Due to financial difficulties, Blackburn approached the Elizabeth Foundation for the Arts in 2001 to maintain his workshop. It is now located on West 39th Street in Manhattan. The Foundation has mounted a fundraising campaign to continue to operate the Printmaking Workshop, and house the Printmaking Workshop's archives and Blackburn's papers at the Library of Congress.
Under his guidance, the Printmaking Workshop has helped artists realize their dreams, and explore a new medium. Side by side in the studio, artists, black, white, young, old, American, foreign born, have sought to render their artistic visions in print.
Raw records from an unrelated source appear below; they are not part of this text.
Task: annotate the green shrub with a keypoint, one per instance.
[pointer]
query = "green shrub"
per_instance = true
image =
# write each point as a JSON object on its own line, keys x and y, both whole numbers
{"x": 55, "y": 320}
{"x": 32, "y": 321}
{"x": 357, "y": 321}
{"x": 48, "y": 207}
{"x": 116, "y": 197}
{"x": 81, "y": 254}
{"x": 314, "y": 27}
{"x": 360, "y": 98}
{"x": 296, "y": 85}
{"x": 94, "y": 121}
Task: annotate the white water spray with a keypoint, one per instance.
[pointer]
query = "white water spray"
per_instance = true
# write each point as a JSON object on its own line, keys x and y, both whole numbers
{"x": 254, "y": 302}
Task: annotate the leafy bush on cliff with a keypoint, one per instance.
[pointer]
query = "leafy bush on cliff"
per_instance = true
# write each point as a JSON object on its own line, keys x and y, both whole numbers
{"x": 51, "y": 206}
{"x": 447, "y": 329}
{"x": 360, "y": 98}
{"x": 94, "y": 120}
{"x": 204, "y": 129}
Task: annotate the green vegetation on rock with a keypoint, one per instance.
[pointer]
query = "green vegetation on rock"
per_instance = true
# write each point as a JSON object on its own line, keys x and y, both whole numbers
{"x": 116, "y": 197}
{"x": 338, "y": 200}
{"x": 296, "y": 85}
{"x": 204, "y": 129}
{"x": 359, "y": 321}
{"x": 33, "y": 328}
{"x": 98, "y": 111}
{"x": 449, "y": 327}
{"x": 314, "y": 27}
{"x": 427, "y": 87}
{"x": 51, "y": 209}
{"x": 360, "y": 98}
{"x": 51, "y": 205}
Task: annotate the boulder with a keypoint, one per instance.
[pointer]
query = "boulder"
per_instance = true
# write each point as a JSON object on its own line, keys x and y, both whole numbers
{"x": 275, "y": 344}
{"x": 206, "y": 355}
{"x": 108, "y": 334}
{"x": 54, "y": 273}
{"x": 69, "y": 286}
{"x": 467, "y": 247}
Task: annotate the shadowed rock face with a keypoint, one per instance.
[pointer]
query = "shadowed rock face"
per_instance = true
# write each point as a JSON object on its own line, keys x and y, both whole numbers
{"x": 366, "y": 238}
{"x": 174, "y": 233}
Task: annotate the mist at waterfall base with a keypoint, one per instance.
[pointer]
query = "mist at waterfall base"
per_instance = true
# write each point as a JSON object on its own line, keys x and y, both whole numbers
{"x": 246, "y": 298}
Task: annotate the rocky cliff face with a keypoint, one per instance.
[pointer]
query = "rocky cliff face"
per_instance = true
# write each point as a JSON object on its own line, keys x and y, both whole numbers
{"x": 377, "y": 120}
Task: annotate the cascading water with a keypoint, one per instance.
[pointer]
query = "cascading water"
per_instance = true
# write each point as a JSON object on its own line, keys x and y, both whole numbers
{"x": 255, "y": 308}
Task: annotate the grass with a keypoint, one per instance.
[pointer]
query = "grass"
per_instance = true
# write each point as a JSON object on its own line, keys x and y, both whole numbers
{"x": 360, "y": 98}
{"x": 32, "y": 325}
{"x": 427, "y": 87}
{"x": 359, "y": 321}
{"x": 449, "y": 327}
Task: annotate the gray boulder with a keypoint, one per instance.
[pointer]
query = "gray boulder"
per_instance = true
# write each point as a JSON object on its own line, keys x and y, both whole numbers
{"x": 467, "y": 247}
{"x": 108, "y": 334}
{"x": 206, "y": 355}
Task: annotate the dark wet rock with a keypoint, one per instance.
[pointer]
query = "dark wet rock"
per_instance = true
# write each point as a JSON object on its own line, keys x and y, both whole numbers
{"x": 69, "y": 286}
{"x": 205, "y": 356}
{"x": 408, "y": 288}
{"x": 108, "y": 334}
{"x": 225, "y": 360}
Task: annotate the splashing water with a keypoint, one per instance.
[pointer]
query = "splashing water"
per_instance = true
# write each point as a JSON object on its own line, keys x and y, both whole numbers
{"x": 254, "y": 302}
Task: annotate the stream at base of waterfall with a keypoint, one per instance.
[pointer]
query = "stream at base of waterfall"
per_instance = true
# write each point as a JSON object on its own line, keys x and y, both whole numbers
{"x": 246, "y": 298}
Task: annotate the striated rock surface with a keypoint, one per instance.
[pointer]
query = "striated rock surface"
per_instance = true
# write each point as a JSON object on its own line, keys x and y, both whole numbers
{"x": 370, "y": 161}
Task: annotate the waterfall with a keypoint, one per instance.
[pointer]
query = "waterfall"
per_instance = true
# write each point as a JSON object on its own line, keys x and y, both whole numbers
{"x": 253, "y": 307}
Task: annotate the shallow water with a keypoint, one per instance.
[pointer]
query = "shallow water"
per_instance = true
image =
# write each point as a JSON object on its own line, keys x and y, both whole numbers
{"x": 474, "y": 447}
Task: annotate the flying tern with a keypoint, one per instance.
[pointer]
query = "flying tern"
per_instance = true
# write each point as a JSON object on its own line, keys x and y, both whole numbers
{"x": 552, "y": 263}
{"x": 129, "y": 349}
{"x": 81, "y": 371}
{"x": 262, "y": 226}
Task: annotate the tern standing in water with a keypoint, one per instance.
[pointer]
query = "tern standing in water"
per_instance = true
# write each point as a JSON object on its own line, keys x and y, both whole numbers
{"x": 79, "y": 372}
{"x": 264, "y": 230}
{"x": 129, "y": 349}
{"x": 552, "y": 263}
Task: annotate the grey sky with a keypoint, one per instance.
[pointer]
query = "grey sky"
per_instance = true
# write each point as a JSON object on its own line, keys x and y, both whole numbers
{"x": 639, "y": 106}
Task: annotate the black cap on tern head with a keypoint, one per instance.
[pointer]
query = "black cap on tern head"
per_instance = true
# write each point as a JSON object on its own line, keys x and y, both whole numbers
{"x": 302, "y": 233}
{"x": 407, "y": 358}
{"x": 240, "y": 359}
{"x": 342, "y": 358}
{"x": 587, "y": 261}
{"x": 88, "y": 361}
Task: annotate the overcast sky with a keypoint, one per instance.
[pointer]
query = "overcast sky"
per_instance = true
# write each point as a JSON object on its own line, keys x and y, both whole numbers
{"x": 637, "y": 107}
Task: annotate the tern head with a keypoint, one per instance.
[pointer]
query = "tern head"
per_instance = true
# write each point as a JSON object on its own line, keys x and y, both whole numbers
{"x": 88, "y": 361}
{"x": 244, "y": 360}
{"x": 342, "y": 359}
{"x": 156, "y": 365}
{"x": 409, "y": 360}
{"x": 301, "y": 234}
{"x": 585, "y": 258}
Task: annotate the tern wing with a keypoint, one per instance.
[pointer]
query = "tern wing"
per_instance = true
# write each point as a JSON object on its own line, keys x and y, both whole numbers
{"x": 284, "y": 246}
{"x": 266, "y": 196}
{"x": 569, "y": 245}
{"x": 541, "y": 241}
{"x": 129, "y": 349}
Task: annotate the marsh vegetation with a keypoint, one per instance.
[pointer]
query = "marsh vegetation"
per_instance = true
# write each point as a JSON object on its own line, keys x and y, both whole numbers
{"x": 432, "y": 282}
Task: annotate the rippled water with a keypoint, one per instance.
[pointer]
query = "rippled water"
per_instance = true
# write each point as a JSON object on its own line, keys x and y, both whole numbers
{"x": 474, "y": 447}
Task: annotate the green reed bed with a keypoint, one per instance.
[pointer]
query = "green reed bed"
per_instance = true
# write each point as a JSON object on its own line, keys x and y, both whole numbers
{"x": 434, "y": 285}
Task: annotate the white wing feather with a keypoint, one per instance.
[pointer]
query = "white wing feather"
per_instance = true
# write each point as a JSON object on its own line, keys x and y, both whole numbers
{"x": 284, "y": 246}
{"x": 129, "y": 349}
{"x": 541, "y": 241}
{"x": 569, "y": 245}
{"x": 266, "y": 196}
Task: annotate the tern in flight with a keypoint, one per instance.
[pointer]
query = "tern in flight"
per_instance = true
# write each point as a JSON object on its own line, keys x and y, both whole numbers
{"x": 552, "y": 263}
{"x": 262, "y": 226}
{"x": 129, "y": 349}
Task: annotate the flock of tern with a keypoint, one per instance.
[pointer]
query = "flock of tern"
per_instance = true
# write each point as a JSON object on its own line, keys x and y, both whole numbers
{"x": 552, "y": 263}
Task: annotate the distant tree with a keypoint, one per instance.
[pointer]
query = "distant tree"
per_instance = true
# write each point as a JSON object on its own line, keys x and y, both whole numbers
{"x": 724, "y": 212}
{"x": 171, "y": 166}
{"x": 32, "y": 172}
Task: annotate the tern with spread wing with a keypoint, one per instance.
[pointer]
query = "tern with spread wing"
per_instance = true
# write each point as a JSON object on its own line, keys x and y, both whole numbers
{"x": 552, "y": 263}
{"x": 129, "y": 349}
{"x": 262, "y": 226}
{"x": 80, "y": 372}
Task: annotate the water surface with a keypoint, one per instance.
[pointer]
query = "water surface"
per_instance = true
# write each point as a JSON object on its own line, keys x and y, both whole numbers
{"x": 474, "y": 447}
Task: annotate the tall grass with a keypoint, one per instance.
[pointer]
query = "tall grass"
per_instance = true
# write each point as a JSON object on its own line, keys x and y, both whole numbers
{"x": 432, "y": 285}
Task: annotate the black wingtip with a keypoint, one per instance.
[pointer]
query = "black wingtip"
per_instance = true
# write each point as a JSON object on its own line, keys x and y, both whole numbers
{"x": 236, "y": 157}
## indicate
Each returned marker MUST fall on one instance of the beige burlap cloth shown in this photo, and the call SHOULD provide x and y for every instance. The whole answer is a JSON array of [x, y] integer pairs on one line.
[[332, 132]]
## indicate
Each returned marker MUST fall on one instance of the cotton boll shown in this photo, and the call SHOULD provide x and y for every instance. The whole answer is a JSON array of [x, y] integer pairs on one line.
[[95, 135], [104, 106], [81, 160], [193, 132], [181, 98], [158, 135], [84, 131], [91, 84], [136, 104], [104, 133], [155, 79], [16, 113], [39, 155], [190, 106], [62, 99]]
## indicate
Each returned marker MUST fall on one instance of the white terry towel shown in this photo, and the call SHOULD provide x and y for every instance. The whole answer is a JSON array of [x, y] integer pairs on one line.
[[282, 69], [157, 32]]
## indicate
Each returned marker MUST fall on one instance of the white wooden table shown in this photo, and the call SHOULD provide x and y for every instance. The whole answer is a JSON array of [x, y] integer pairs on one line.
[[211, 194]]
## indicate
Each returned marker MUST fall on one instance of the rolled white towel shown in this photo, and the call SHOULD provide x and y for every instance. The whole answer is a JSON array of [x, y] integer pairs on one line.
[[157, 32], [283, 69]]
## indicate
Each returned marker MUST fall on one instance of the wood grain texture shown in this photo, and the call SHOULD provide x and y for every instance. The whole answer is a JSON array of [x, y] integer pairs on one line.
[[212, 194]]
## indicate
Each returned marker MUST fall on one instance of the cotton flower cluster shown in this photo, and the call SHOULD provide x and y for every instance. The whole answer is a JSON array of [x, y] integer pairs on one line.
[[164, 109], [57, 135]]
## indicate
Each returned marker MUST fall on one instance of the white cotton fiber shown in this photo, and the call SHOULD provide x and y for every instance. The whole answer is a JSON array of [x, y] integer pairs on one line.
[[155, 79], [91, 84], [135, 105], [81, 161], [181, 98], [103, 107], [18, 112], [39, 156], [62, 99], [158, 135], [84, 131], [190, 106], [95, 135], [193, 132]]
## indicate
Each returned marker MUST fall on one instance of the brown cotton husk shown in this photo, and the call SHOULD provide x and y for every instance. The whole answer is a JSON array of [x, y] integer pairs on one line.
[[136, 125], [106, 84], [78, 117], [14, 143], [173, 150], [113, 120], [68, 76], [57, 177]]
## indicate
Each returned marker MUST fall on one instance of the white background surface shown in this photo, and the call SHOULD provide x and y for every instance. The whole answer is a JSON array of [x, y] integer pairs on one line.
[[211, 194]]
In addition to his work as a master printer and mentor, Blackburn taught at the Cooper Union, Pratt Institute, School of Visual Arts, Columbia University, New York University, Maryland Institute College of Art, and Rutgers University, amongst many other institutions.

Public Collections:
Library of Congress
Brooklyn Museum
Bronx Museum
the United Negro College Fund
Baltimore Museum of Art
Asilah Museum (Morocco)
Tel Aviv Museum

1953-54 - John Hay Whitney Traveling Fellowship
1957 - first Master Printer hired at Universal Limited Art Editions (ULAE), a lithographic print shop founded by Tatyana & Maurice Grosman, in West Islip, Long Island.
1988 - Governor's Art Award from the New York State Council on the Arts
1992 - New York Artists Equity Award for "dedicated service to the printmaking community."
1992 - John T. and Catherine D. MacArthur Foundation Fellowship
2000 - Lifetime Achievement Awards from the College Art Association and The National Fine Print Association 

"Bob Blackburn's groundbreaking vision and achievements have influenced American Arts, African American culture, and generations of artists throughout the world. Master printer, mentor, teacher, brother, uncle, friend -- Bob made a major difference in the lives of so many of us. His legacy -- as a printmaker and as the founder and director of the Printmaking Workshop -- will long continue in the arts community; his countless acts of kindness to thousands of artists and many others will remain in the hearts of people everywhere," -Ted Berger, Executive Director of the New York Foundation for the Arts.


  1. Thanks for posting this important link in printmaking history.